Ты ведь знаешь: с Толей. Она так переживает.
И ты!.. ты смеешь еще говорить? Мне? Сейчас, когда Лерочка… Уходите!.. Обе!.. Вы мне противны!.. — и бегом от них.
И еще не успел напялить второй халат, как увидел: врачи. Тот ларинголог Сверчков, который "не смог" в онкологии, и другой, терапевт. Вышел. Я всегда выхожу, когда входят они. Дождался у выхода, подошел к Сверчкову. Что-то теплое, человечное шло от него, и спросил: когда? "Т-ца… не знаю… — покачал головой. — Вы понимаете: сердце у нее работает хорошо. И оно еще долго не сдастся". Сердце, доченька, сердце! "1 июня 64 г.
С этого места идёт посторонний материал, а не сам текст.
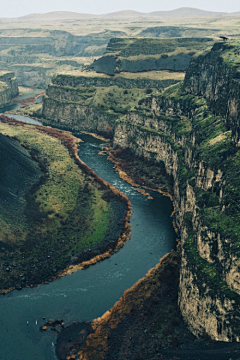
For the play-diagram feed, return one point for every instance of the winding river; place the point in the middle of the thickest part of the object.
(88, 293)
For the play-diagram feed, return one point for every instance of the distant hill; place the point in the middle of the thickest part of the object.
(55, 15)
(124, 14)
(183, 12)
(186, 12)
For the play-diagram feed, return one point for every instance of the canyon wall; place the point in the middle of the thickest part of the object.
(8, 87)
(192, 128)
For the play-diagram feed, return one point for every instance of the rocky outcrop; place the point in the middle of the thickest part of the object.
(216, 76)
(193, 129)
(137, 55)
(75, 116)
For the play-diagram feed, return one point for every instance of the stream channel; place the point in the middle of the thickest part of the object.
(87, 294)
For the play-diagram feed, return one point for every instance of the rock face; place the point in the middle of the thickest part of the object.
(136, 55)
(193, 128)
(8, 87)
(76, 100)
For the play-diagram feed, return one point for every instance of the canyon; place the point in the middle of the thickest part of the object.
(192, 128)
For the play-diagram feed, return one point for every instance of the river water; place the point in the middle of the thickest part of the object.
(88, 293)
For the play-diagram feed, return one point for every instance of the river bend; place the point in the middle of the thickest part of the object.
(88, 293)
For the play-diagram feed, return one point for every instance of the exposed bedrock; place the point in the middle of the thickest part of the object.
(193, 128)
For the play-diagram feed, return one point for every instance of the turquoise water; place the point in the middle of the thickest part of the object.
(88, 293)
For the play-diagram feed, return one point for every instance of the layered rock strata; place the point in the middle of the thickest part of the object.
(193, 128)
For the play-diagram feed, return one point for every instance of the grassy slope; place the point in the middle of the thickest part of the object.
(64, 213)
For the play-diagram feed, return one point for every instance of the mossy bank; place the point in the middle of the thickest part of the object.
(193, 129)
(54, 211)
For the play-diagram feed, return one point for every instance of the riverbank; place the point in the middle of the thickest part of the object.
(64, 229)
(146, 322)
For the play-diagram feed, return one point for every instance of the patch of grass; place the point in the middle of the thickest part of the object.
(64, 213)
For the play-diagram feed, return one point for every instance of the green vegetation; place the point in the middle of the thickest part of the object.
(208, 273)
(62, 214)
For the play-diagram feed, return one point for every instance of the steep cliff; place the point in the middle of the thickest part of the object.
(136, 55)
(93, 102)
(193, 128)
(8, 87)
(186, 132)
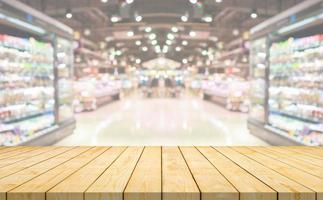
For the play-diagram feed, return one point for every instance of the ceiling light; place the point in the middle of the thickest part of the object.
(144, 48)
(87, 32)
(235, 32)
(174, 29)
(68, 13)
(254, 14)
(192, 33)
(138, 42)
(115, 19)
(170, 36)
(130, 33)
(138, 18)
(208, 19)
(138, 61)
(148, 29)
(152, 36)
(184, 18)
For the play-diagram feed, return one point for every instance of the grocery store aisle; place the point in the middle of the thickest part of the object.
(136, 121)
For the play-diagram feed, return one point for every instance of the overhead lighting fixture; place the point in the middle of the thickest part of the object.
(152, 36)
(174, 29)
(138, 42)
(138, 18)
(130, 33)
(115, 19)
(138, 61)
(235, 32)
(184, 18)
(192, 33)
(144, 48)
(207, 19)
(148, 29)
(68, 13)
(87, 32)
(170, 36)
(254, 14)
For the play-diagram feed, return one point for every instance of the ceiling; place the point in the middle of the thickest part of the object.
(209, 23)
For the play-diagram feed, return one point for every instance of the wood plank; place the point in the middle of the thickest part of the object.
(249, 187)
(308, 180)
(302, 157)
(145, 182)
(286, 188)
(23, 156)
(10, 182)
(178, 182)
(299, 164)
(212, 184)
(16, 151)
(111, 184)
(37, 187)
(73, 187)
(16, 167)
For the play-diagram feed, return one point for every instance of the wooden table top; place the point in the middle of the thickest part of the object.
(155, 173)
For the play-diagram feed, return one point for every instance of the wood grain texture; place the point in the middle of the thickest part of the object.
(145, 182)
(73, 187)
(37, 187)
(178, 182)
(286, 188)
(161, 173)
(250, 187)
(111, 184)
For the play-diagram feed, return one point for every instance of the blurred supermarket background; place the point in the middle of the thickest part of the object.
(161, 72)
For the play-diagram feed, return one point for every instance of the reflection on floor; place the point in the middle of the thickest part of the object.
(164, 122)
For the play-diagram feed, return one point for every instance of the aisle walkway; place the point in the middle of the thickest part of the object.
(169, 122)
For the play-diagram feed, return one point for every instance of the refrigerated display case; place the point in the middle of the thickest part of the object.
(28, 80)
(65, 60)
(294, 79)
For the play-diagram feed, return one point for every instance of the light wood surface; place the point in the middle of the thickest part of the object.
(161, 173)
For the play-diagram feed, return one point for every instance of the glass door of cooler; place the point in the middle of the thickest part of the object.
(258, 61)
(64, 66)
(26, 89)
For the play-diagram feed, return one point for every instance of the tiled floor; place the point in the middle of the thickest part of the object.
(137, 121)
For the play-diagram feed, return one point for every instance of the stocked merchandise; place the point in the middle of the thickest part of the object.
(92, 92)
(26, 88)
(230, 91)
(257, 91)
(296, 88)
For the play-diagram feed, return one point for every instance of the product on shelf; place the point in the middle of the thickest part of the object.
(92, 92)
(296, 88)
(26, 88)
(258, 56)
(230, 91)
Перед отправкой на дачу пошли к врачу. Терапевт нашел шумы в сердце. Послал к ревматологу. Откуда, откуда эта напасть? Теперь сиди и дрожи", — кручинилась когда-то твоя мама.
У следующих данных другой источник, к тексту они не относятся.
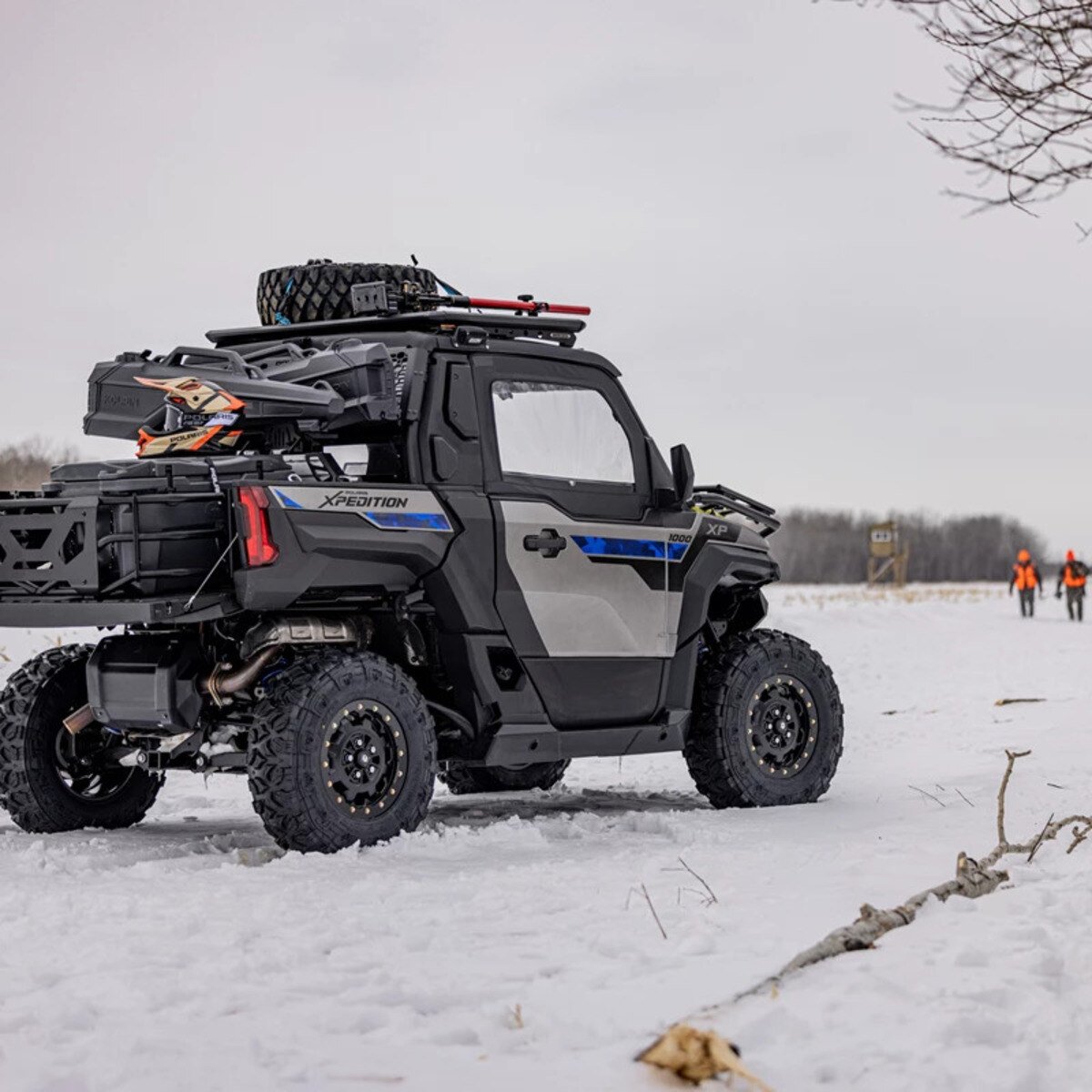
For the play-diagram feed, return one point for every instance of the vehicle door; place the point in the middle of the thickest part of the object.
(582, 560)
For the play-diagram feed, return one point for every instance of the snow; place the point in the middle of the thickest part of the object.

Днем (рассказывала Тамара) попросила ты хлеба — крошечку. И дала тебе с просяное зернышко. Подержала во рту (этот ротик, красногубый, упругий, наивный), что сейчас он напоминает? Подержала, помучилась и достала пальцем. Отдала маме. На мизинце.
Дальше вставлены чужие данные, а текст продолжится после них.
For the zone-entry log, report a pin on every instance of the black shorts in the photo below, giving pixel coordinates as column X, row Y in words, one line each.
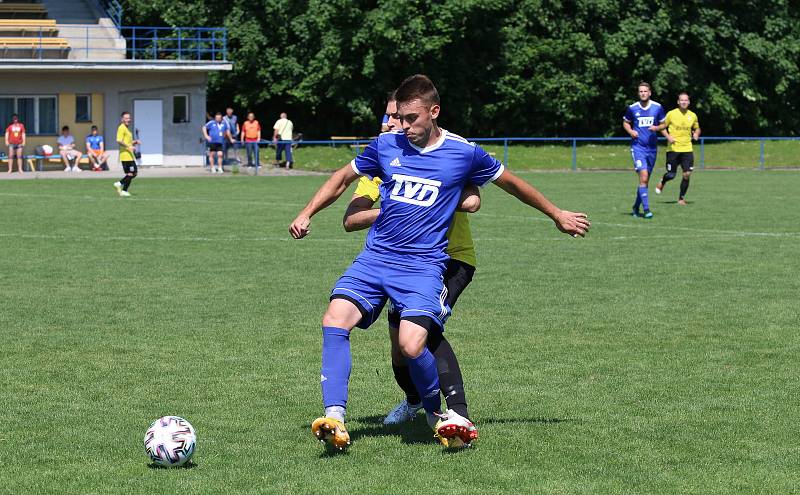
column 683, row 158
column 130, row 167
column 457, row 277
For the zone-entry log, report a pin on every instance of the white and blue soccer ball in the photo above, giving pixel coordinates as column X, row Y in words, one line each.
column 170, row 441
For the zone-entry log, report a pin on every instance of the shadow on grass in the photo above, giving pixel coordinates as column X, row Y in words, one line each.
column 188, row 465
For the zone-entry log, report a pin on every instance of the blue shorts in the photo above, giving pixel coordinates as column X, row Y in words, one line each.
column 414, row 291
column 643, row 159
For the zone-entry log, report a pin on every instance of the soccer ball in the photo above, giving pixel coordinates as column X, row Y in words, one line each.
column 170, row 441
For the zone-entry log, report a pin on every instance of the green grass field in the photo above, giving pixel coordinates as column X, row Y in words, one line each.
column 651, row 357
column 615, row 155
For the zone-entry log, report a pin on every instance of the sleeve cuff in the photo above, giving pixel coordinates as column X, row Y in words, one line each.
column 357, row 171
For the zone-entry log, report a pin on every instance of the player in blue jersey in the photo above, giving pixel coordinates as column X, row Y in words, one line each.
column 641, row 122
column 424, row 170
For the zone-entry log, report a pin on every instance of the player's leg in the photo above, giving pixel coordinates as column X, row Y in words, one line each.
column 220, row 161
column 456, row 278
column 408, row 408
column 687, row 165
column 356, row 300
column 671, row 168
column 19, row 158
column 640, row 167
Целуйте, целуйте ее… Только ночью, спросонок, остается мне гладить, ласкать тебя. Держа у груди твою головенку, с ужасом чувствовал, как горит, пылает она, вся. Вновь и вновь проносилось: рвануть и свернуть! Чтоб спасти. От нее. От мучений. И когда задремали вы, глядел я на вас. Было нас еще трое, доченька, трое. Уже всеми-всеми (и людьми, и богами, и чертями, и твоими родителями отданная, обреченная), но еще трое. Села. Обнял. Глядела. Туда, в коридор, вытягивая голову.